L’exposition AFRICA, conçue en partenariat avec le Centre d’art contemporain Passages de Troyes, s’inscrit dans une recherche au long cours mêlant archéologie des images, mythologie amazighe et création contemporaine.
L’exposition s’accompagne d’une pièce sonore conçue spécialement par l’artiste, en collaboration avec les étudiants de la classe de musique électroacoustique du Conservatoire Pierre Barbizet, sous la direction de Jean-Luc Gergonne.

*AFRICA : entre mythologie amazighe et création contemporaine :
Le titre de l’exposition fait référence à la déesse berbère Africa – Ifri ou Ifru –, figure mythologique associée au feu, à la guerre, à la fertilité et au commerce. À travers cette référence, Louisa Babari interroge la genèse du nom « Africa » et son extension progressive à l’ensemble du continent, depuis l’Afrique du Nord antique jusqu’à ses réappropriations contemporaines. L’exposition déploie un ensemble d’œuvres photographiques, collages, photomontages et créations sonores consacrés aux civilisations berbère et numide, dans l’espace algérien.
Les recherches menées par l’artiste sur son patronyme – issu de la tribu Babari, originaire des Aurès – nourrissent un imaginaire peuplé de figures guerrières, de cavaliers et cavalières, de lions de Barbarie et de chevaux Barbes, formant un bestiaire antique réactivé par des dispositifs immersifs. Croisant histoire, intuitions personnelles et production artistique, AFRICA propose une réflexion esthétique et quasi « scientifique » sur une Algérie antique, précoloniale et mythologique, encore largement absente des représentations dominantes.

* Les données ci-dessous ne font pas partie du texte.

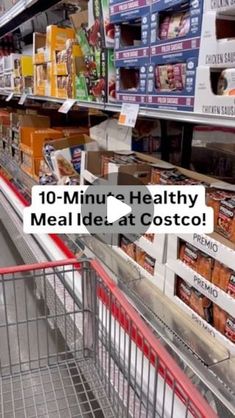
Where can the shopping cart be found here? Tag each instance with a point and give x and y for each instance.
(71, 345)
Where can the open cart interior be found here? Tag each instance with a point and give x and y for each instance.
(66, 68)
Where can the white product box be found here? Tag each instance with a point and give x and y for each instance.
(220, 5)
(212, 292)
(216, 52)
(170, 292)
(206, 101)
(158, 278)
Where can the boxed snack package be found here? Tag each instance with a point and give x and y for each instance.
(56, 38)
(217, 47)
(131, 83)
(126, 10)
(176, 28)
(39, 48)
(95, 77)
(132, 41)
(172, 84)
(63, 156)
(214, 91)
(44, 80)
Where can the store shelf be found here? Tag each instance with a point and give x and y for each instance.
(22, 11)
(173, 115)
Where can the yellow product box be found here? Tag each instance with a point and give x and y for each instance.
(32, 150)
(44, 80)
(65, 87)
(39, 48)
(56, 38)
(65, 60)
(26, 65)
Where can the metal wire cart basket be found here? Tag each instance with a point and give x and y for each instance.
(71, 345)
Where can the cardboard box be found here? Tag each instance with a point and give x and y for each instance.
(12, 63)
(34, 143)
(68, 151)
(206, 99)
(176, 46)
(158, 276)
(212, 292)
(56, 38)
(26, 66)
(132, 41)
(217, 40)
(44, 80)
(170, 291)
(181, 99)
(39, 48)
(131, 83)
(126, 10)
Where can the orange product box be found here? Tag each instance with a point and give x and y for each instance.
(35, 141)
(56, 38)
(39, 48)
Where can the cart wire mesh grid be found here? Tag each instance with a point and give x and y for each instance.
(71, 345)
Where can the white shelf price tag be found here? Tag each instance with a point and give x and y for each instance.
(67, 105)
(128, 115)
(9, 97)
(22, 99)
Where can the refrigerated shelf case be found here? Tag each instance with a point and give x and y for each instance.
(206, 363)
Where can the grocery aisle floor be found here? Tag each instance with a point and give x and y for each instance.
(59, 390)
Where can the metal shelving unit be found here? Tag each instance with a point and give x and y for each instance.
(164, 114)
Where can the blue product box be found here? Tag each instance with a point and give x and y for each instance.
(175, 29)
(172, 86)
(132, 41)
(131, 83)
(121, 11)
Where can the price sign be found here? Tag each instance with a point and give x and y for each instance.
(128, 115)
(67, 105)
(9, 97)
(22, 99)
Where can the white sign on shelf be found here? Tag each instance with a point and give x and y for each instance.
(9, 97)
(128, 114)
(67, 105)
(22, 99)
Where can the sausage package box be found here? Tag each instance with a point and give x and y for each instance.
(217, 47)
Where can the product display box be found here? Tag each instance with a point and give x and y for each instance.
(63, 156)
(121, 11)
(132, 41)
(44, 80)
(56, 38)
(39, 48)
(172, 85)
(207, 100)
(170, 291)
(99, 21)
(131, 83)
(217, 40)
(95, 77)
(176, 30)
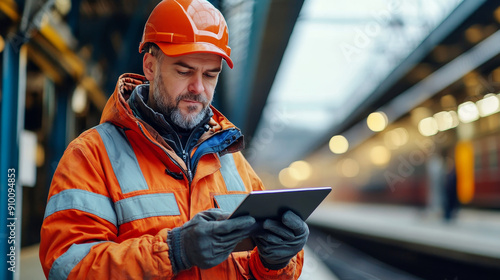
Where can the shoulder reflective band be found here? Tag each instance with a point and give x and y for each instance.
(82, 200)
(229, 202)
(145, 206)
(230, 174)
(122, 157)
(62, 267)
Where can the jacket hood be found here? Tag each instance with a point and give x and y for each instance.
(118, 111)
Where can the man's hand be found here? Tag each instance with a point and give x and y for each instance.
(278, 242)
(206, 240)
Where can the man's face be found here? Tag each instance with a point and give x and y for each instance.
(183, 87)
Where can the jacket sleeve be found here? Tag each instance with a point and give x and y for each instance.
(79, 233)
(252, 265)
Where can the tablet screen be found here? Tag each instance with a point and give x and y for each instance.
(272, 204)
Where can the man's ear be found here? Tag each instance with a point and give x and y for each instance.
(148, 66)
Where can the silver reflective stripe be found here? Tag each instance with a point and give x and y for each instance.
(145, 206)
(122, 157)
(229, 202)
(230, 174)
(82, 200)
(62, 267)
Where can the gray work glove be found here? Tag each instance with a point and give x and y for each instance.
(278, 242)
(206, 240)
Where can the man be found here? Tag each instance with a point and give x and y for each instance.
(146, 194)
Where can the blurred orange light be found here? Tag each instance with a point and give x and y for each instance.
(464, 161)
(377, 121)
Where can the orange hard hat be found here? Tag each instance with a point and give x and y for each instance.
(182, 27)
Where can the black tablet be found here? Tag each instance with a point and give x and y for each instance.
(272, 204)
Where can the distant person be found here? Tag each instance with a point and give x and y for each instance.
(135, 197)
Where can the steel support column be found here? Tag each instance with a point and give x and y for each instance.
(11, 124)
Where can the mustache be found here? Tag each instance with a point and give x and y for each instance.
(191, 96)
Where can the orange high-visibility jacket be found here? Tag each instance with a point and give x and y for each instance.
(119, 188)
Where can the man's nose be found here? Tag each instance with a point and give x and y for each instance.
(196, 84)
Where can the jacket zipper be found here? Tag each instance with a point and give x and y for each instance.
(188, 176)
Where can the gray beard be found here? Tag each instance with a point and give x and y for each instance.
(169, 108)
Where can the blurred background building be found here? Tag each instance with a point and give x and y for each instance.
(393, 103)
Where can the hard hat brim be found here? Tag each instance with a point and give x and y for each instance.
(172, 49)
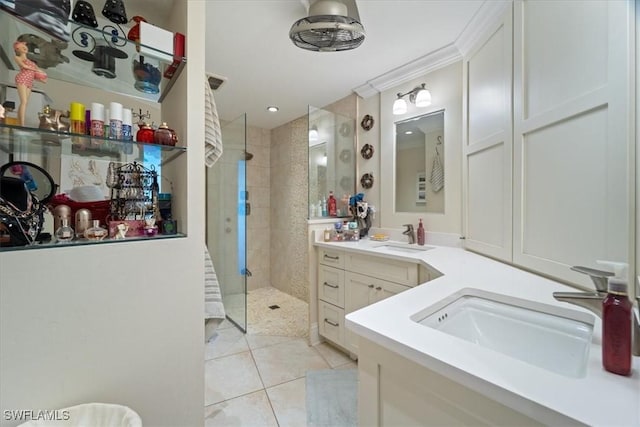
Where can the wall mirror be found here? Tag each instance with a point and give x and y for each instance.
(332, 159)
(419, 164)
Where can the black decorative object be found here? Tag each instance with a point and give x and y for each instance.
(366, 181)
(367, 151)
(103, 63)
(147, 76)
(114, 11)
(83, 14)
(367, 122)
(25, 188)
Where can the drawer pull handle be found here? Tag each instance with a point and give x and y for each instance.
(331, 323)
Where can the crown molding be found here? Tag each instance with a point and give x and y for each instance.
(485, 19)
(410, 71)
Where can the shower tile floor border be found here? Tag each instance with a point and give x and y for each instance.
(259, 380)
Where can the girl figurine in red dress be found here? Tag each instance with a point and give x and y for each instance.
(29, 71)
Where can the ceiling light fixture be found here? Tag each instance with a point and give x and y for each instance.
(418, 95)
(330, 27)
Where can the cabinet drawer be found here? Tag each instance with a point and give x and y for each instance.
(331, 322)
(331, 285)
(405, 273)
(331, 257)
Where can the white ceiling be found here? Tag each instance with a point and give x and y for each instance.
(247, 41)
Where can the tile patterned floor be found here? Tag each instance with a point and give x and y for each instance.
(259, 380)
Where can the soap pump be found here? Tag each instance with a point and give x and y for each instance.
(420, 233)
(616, 322)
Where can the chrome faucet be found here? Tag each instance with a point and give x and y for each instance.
(410, 233)
(593, 300)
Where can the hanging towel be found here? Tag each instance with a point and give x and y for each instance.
(437, 174)
(212, 130)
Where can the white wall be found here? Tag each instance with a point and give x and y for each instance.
(445, 85)
(120, 323)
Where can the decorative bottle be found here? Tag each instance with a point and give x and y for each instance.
(420, 233)
(64, 233)
(616, 323)
(332, 205)
(96, 232)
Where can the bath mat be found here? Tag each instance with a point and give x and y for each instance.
(332, 398)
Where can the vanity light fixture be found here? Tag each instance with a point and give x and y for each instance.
(418, 95)
(313, 134)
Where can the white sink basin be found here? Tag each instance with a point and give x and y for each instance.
(399, 247)
(546, 336)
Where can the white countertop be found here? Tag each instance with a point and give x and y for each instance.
(600, 398)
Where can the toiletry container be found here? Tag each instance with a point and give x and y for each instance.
(115, 120)
(420, 233)
(616, 323)
(83, 221)
(97, 119)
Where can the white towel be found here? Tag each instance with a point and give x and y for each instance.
(213, 132)
(437, 174)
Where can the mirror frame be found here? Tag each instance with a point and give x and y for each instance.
(445, 85)
(422, 176)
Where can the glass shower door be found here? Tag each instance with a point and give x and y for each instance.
(227, 208)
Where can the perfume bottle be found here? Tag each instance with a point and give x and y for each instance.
(96, 232)
(64, 233)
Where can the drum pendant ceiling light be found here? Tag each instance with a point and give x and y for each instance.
(331, 26)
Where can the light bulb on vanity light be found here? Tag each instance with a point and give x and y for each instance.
(423, 98)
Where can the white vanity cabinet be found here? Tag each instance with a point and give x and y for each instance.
(349, 281)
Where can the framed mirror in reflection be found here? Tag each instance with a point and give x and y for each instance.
(419, 157)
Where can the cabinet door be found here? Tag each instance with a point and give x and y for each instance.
(331, 322)
(396, 271)
(331, 257)
(359, 292)
(331, 285)
(573, 133)
(487, 143)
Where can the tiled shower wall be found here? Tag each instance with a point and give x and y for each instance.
(259, 221)
(289, 208)
(289, 201)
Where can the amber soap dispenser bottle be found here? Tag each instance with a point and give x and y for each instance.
(616, 323)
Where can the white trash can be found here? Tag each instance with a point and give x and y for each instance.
(89, 415)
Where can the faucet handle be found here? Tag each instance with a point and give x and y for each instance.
(599, 277)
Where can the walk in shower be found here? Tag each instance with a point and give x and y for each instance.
(226, 217)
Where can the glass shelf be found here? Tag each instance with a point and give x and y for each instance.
(85, 242)
(21, 141)
(123, 54)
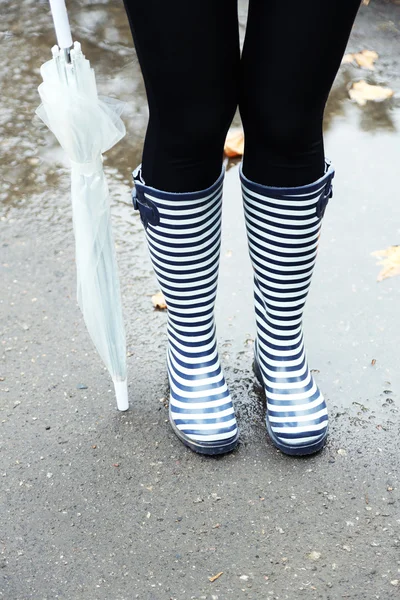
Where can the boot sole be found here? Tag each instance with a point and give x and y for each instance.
(286, 448)
(209, 448)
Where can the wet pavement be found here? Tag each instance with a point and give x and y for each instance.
(97, 504)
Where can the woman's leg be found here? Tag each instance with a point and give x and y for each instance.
(291, 55)
(189, 56)
(292, 52)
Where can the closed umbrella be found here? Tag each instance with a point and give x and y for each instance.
(87, 125)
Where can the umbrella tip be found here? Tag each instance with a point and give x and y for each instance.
(121, 392)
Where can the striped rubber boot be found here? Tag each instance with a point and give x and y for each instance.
(183, 232)
(283, 227)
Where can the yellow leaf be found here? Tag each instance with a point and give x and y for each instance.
(158, 301)
(390, 261)
(234, 143)
(347, 58)
(214, 577)
(361, 92)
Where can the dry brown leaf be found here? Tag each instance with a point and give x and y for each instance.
(364, 59)
(234, 143)
(214, 577)
(158, 301)
(390, 261)
(361, 92)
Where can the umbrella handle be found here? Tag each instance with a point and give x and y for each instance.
(61, 23)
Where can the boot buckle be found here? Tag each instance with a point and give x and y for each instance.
(149, 213)
(324, 199)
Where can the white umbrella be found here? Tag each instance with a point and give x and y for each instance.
(87, 125)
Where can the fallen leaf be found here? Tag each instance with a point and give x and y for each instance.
(390, 261)
(361, 92)
(158, 301)
(364, 59)
(234, 143)
(214, 577)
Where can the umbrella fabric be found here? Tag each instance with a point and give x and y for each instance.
(87, 125)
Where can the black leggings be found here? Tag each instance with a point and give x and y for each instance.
(195, 78)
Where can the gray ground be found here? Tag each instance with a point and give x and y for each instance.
(98, 504)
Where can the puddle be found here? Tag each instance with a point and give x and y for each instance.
(350, 318)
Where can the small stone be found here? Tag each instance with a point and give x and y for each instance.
(314, 555)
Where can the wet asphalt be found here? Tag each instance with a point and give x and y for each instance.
(102, 505)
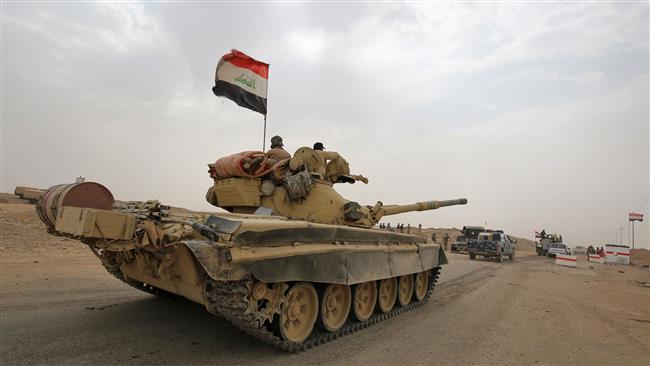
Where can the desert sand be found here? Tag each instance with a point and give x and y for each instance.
(59, 306)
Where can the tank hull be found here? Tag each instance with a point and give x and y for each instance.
(261, 272)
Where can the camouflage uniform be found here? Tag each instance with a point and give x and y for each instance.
(277, 152)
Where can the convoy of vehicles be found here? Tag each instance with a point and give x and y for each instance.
(493, 245)
(470, 233)
(545, 241)
(557, 248)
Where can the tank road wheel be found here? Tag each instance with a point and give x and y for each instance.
(365, 300)
(421, 285)
(335, 303)
(387, 294)
(405, 289)
(298, 314)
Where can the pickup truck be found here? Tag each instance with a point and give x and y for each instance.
(493, 244)
(470, 234)
(557, 248)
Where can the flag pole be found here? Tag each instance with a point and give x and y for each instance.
(264, 138)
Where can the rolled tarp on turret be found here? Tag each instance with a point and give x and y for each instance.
(242, 79)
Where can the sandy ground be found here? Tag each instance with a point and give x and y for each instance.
(59, 306)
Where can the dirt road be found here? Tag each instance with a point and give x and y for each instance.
(59, 306)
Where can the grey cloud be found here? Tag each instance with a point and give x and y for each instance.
(538, 113)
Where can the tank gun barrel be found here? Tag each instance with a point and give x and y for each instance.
(421, 206)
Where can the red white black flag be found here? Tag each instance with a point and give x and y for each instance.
(635, 216)
(242, 79)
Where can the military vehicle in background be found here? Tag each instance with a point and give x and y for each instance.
(291, 262)
(492, 244)
(470, 233)
(28, 193)
(545, 241)
(557, 248)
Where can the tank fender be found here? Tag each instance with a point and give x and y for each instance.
(332, 264)
(442, 257)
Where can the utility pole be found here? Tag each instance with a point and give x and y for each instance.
(621, 229)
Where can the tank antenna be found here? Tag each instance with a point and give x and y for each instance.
(264, 138)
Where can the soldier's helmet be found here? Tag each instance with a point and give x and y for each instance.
(276, 141)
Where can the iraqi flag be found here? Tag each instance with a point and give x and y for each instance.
(242, 79)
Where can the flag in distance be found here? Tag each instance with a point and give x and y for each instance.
(635, 216)
(242, 79)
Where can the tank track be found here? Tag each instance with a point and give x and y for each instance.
(114, 269)
(230, 300)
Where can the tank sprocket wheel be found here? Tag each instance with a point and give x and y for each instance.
(298, 314)
(335, 300)
(365, 300)
(405, 289)
(387, 294)
(421, 285)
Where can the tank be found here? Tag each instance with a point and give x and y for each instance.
(290, 261)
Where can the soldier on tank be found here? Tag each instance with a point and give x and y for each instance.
(277, 151)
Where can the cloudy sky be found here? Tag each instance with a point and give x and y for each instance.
(536, 112)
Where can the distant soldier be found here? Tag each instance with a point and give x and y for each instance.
(277, 151)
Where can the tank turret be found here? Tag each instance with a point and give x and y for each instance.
(302, 188)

*Une édition pour prolonger l’exposition :
L’édition BBR-AFRICA* se présente comme le lien entre les deux expositions de l’artiste au [mac] et au centre d’art contemporain Passages de Troyes**.
Conçue comme un imagier, elle rend vivante et palpable l’exploration des états multiples de l’image photographique archives familiales, photographie documentaire et scientifique, photo-collage. Les textes de Stéphanie Airaud, Louisa Babari, Maëla Bescond et Florian Gaité, traduits en français, anglais et arabe algérien, dialoguent avec ce corpus inédit.

-Voix Publiques (De septembre 2026 à janvier 2027) - Préfiguration au [mac] à partir du 15 mai 2026 :
Voix Publiques est une œuvre sonore et un programme de diffusion poétique conçue par Louisa Babari. Elle se présente comme une installation sonore destinée à l’espace public, constituée d’enregistrements de textes poétiques issus des pays africains de la Méditerranée et plus particulièrement centré ici sur la production poétique algérienne. Conçue pour être déployée en extérieur - rue, place, espaces verts
- Voix Publiques renoue avec une tradition de diffusion poétique populaire, au cœur de la ville, des quartiers, afin de faire écouter et entendre au public, la littérature poétique dans ses formes diverses et différentes langues. Un projet porté en partenariat avec le centre d’art Rhizome, Alger (Algérie).

*À propos de l’artiste :
Louisa Babari est née en 1969 à Moscou. Elle grandit à Alger et à Moscou. Diplômée de l’Institut d’Études politiques de Paris et de l’Institut national des langues et civilisations orientales de Paris en études contemporaines et cinéma, sa production artistique est constituée d’œuvres vidéo, d’installations photographiques et sonores, d’œuvres graphiques et de sculptures. Elles activent des formes et des discours liés aux changements esthétiques et sociaux dans les anciens pays socialistes, évoquant les résistances et les luttes d’indépendance. Depuis 2015, elle développe un travail de recherche sur les transformations liées à l’architecture et à l’histoire du bâti en Algérie, ainsi que dans les grandes villes et les sites patrimoniaux africains.
Elle poursuit cette recherche au Vietnam et photographie la métamorphose des villages côtiers. En 2018, elle crée Voix Publiques, une installation sonore et un programme de poésie panafricaine qui, destiné à l’espace public, soutient la production littéraire africaine. En 2023, Louisa Babari a reçu le prix Aware, Archives of Women Artists.